Saturday, February 28, 2015

An Aboveground Pool You'll Want to Be Seen In - Marina Bay Sands Hotel

Credit: Chia Ming Chien

Life's too short to spend at the community pool. It's time to put down that membership card, pick up your passport, and fly to Singapore, where the world's highest and largest infinity pool exists at the top of the posh Marina Bay Sands hotel. Get some laps done while taking in a view of the city, 57 stories off the ground.

Make sure you check into the hotel first, though (it's only about $500 a night), as the SkyPark pool is open solely to guests. No one wants to see you getting carted off by the Singaporean police. If you think their punishment of people who chew gum is a tad severe, you don't want to know what they do to those they find splashing around illegally in luxury hotel pools.

Saturday, February 21, 2015

The Coolest City in the World - Harbin Ice Festival

Credit: Lzy881114/Wikipedia

I hate ice. All it's ever done is make me look like a fool, as a pedestrian and as a skier. I won't even put it into my drinks.
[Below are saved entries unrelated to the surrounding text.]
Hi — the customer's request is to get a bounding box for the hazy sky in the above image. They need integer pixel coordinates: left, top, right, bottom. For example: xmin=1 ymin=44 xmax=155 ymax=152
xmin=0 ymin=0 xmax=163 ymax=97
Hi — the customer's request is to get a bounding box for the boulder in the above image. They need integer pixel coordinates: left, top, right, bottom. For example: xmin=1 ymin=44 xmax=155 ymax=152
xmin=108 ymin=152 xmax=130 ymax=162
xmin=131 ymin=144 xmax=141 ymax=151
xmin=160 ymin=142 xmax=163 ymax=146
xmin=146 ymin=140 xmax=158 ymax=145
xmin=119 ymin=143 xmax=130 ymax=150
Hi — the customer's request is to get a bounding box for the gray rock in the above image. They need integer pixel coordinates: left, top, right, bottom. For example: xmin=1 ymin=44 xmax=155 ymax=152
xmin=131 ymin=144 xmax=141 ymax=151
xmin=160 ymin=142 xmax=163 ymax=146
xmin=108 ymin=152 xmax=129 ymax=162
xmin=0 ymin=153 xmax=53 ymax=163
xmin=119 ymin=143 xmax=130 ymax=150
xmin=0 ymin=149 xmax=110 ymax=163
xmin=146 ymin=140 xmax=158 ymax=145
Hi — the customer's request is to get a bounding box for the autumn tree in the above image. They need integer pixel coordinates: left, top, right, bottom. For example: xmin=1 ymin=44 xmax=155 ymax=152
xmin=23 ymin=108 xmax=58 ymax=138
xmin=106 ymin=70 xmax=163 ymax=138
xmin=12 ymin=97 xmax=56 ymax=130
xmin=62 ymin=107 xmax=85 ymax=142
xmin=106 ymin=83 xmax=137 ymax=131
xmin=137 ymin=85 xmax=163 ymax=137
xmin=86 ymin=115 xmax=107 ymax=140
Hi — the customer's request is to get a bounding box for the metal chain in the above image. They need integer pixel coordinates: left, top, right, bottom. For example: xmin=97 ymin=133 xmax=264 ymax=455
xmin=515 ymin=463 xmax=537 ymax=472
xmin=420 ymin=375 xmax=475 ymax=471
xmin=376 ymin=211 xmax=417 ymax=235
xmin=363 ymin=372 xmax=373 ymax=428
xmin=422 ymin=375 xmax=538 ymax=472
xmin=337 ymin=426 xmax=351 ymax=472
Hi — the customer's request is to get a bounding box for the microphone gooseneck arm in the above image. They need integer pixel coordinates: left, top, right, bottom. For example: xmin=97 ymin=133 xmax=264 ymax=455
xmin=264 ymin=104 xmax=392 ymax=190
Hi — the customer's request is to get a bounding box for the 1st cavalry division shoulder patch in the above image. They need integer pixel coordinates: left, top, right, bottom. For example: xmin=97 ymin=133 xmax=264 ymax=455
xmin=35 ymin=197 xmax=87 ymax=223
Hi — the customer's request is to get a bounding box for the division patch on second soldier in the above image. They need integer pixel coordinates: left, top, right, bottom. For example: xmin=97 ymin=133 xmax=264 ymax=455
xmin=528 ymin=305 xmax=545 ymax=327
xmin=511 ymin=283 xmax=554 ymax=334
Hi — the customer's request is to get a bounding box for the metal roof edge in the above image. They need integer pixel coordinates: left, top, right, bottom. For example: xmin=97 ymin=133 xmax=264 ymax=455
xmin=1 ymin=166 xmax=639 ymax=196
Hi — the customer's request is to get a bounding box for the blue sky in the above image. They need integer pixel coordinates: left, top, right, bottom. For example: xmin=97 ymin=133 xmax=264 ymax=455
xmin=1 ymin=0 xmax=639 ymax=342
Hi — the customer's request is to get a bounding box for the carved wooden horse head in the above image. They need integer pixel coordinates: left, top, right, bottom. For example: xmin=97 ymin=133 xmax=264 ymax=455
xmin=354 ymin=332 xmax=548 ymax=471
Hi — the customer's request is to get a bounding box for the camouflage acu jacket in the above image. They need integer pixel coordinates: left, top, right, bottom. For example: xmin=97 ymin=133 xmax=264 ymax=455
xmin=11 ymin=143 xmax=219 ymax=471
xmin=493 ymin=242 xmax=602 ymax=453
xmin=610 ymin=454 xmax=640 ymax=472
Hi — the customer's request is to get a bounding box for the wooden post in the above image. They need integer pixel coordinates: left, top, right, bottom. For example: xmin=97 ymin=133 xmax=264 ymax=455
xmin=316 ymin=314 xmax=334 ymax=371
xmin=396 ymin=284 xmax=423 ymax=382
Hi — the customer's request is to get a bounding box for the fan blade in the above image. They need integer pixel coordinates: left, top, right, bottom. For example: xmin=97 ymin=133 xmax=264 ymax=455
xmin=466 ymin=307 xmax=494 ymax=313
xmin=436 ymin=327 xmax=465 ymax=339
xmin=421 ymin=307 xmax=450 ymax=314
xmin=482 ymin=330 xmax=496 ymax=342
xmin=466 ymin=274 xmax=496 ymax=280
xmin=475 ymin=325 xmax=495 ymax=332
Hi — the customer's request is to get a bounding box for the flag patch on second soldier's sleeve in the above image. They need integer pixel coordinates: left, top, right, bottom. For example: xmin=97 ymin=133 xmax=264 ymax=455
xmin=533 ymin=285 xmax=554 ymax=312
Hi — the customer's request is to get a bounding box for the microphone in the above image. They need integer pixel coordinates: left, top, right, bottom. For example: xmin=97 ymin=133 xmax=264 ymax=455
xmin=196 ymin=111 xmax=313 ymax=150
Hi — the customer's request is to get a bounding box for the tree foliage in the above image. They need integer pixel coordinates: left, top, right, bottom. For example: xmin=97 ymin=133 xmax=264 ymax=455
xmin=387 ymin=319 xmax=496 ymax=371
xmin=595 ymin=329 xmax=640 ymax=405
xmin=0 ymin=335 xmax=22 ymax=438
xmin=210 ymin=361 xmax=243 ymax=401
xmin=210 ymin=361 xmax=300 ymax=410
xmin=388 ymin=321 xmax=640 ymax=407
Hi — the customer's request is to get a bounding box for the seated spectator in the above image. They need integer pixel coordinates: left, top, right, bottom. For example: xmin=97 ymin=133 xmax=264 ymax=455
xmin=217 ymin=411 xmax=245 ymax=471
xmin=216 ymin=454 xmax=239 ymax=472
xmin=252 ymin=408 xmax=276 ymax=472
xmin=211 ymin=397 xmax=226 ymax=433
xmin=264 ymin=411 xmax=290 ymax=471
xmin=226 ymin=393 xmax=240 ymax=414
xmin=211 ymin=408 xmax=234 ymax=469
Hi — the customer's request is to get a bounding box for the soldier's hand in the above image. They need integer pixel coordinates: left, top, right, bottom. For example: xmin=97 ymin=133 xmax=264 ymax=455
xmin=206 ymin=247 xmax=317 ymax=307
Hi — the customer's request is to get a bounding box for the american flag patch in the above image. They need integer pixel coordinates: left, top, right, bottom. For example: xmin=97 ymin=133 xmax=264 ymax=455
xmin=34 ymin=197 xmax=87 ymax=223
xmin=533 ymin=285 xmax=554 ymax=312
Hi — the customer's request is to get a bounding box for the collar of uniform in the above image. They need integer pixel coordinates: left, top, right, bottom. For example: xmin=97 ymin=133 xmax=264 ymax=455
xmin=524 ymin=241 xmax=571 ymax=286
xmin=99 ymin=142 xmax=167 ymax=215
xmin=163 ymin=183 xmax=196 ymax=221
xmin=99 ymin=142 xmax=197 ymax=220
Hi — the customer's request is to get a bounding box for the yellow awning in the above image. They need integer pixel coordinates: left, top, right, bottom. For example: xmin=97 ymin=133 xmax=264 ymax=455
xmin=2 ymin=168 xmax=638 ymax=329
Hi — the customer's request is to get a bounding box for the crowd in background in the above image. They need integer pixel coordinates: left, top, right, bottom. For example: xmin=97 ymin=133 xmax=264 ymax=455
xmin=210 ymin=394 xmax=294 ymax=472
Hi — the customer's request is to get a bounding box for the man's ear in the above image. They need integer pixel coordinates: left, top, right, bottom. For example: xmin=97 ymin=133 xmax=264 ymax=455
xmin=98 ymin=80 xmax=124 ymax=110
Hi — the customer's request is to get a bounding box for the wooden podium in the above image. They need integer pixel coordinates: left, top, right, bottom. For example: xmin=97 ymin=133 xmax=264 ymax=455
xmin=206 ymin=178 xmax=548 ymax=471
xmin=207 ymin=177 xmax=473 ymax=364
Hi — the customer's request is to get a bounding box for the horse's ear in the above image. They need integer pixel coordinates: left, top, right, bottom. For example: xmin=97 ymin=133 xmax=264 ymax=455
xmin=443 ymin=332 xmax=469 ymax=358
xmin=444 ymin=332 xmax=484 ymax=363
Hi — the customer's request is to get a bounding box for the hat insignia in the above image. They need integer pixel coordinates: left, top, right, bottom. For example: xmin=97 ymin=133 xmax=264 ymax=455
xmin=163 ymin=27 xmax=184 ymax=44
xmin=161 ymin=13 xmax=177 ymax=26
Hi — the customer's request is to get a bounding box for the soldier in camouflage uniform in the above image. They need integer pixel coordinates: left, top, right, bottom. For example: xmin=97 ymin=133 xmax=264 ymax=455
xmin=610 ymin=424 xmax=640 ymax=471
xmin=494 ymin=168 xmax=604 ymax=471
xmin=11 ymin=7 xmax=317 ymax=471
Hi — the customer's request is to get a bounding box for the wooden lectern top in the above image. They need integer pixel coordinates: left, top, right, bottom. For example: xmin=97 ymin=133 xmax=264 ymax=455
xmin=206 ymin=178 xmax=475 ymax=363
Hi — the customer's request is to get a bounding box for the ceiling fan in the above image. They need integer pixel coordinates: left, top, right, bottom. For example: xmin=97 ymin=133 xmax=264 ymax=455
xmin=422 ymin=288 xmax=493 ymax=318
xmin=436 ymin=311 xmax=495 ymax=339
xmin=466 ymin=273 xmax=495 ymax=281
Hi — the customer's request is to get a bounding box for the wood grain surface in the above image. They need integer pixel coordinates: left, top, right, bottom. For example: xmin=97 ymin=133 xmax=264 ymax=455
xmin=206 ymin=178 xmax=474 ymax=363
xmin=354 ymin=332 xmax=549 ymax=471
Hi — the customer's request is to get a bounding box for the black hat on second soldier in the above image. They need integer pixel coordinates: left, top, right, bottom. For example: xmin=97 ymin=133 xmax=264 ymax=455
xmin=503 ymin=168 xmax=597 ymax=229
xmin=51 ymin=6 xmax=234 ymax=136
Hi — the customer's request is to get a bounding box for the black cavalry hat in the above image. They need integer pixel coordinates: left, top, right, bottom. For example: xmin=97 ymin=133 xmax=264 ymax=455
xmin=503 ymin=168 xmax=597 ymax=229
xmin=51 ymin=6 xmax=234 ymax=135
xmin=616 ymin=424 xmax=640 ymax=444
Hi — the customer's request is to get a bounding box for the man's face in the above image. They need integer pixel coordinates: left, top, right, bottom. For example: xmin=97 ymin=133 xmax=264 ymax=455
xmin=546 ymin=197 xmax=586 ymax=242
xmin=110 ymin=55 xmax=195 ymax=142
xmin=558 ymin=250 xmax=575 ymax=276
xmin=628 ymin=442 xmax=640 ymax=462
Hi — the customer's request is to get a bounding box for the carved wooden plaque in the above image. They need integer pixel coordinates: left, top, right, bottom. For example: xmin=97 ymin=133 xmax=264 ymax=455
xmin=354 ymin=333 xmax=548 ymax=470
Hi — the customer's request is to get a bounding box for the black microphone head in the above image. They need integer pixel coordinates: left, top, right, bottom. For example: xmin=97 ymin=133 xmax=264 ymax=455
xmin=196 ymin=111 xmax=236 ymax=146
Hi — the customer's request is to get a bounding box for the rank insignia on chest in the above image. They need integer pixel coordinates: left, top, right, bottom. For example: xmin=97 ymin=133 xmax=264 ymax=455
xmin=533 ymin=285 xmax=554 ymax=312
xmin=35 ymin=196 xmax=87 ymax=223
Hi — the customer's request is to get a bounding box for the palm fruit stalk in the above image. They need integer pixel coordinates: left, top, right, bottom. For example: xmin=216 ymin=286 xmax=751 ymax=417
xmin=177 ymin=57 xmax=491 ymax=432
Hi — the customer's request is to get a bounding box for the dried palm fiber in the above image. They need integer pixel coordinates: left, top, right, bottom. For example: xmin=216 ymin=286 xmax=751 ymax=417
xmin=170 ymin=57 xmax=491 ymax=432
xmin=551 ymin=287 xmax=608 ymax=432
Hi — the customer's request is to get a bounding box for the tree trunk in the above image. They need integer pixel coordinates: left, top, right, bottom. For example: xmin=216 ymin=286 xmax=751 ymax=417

This has made for some pretty nasty strawberry daiquiris, but I'm nothing if not principled. That's why I won't be visiting the Harbin Ice Festival in China any time soon, even though it looks CRAZY AWESOME.

Every winter the town of Harbin (also home to a restaurant run by robots) builds an entire city out of ice, using blocks from the nearby Songhua River. Architects from all over the world come to design the various buildings, monuments and sculptures. At night, the ice buildings are lit up in bright, glowing colors. As the event has grown over the years, other attractions for the public have been added, including rides like giant ice slides. Okay, as I type this, my hate for ice is starting to melt a little. I mean, it's one thing to give up ice in my drinks, another thing entirely to ignore the calling of a GIANT ICE SLIDE. ... Don't judge me.

Sunday, February 15, 2015

Get a Real Sense of Terroir - Hotel de Vrouwe van Stavoren


Wine snobs: You may have tasted all of the Bordeaux first-growths, visited every last winery in Napa Valley, and paired your last meal with a triple-digit-priced Cab ... but have you ever slept in a wine barrel? No? And you call yourself a connoisseur. Pfft.

Now you can get a REAL sense of terroir - by checking into giant wooden wine barrels that have been converted into hotel rooms. At the Hotel de Vrouwe Van Stavoren in the Netherlands, guests can sleep in one of four 15,000-liter capacity wine casks. The interiors have sadly been emptied of wine many vintages ago and now contain standard hotel-room furniture, but guests do receive a bottle of red upon check in. So if you consider yourself a true wine lover, you'll set down that glass of Château Frou-Frou and book a room tout de suite. Or you might as well admit that you're actually better suited for beer.

Sunday, February 8, 2015

Bath Time - Pamukkale Hot Springs


I love hot tubs. Show me a steaming pool of over-chlorinated water and I will happily dive in, then proceed to recklessly ignore the warnings about not soaking for too long. If I am ever rich, my fantasy is to build a house with interconnecting hot tubs flowing from room to room. (Note to self: Patent the idea of interconnecting hot tubs in my latest effort to get rich.)

Or maybe I'll just take multiple trips to what may be the coolest hot tubs in the world, the Pamukkale hot springs of Turkey. Part naturally occurring phenomenon, part Candy Land fantasy, these pools of geothermally heated water sit on terraces made of white travertine and resemble cotton bowls filled with water (pamukkale means "cotton castle" in Turkish). I didn't even know landscape like this existed on Earth - it almost looks like a scene out of Star Wars. I know. I'm picturing Ewoks splashing in the pools, too.

Sunday, February 1, 2015

Dark Magic - Bioluminescent Bay


When you're a kid, just about everything can be attributed to magic: Santa Claus, lightning, toilets. But by the time you become an adult, there's not a lot of magic left in the world. Well, that time I found a parking meter with 56 minutes left on it was pretty magical, but that's about the only example I can think of. See, it's a sad state of affairs. Which is why the bioluminescent bay in Vieques, Puerto Rico, is such a treat. It is a truly magical experience, no matter how old you are. You WILL squeal once you kayak through the bay in the dark, or jump into the waters for a swim. The water lights up in a mystical blue-green color every time you touch it. And if you scoop it up for a closer look, you'll see tiny silver sparkles twinkling like fairy dust in your hands.

So what exactly is happening here? I told you, it's MAGIC! Well, magic plus the fact that the biobay is home to tiny, single-celled organisms that light up when agitated. I know. How cute is that? They're glowing because they're mad! And because there are 720,000 of these organisms PER GALLON of water in the Vieques biobay, a bluish glow emerges from the combined bursts of light. But sometimes science can be such a buzz-kill. I say just go. Maybe keep your mouth closed when you jump into the water, though.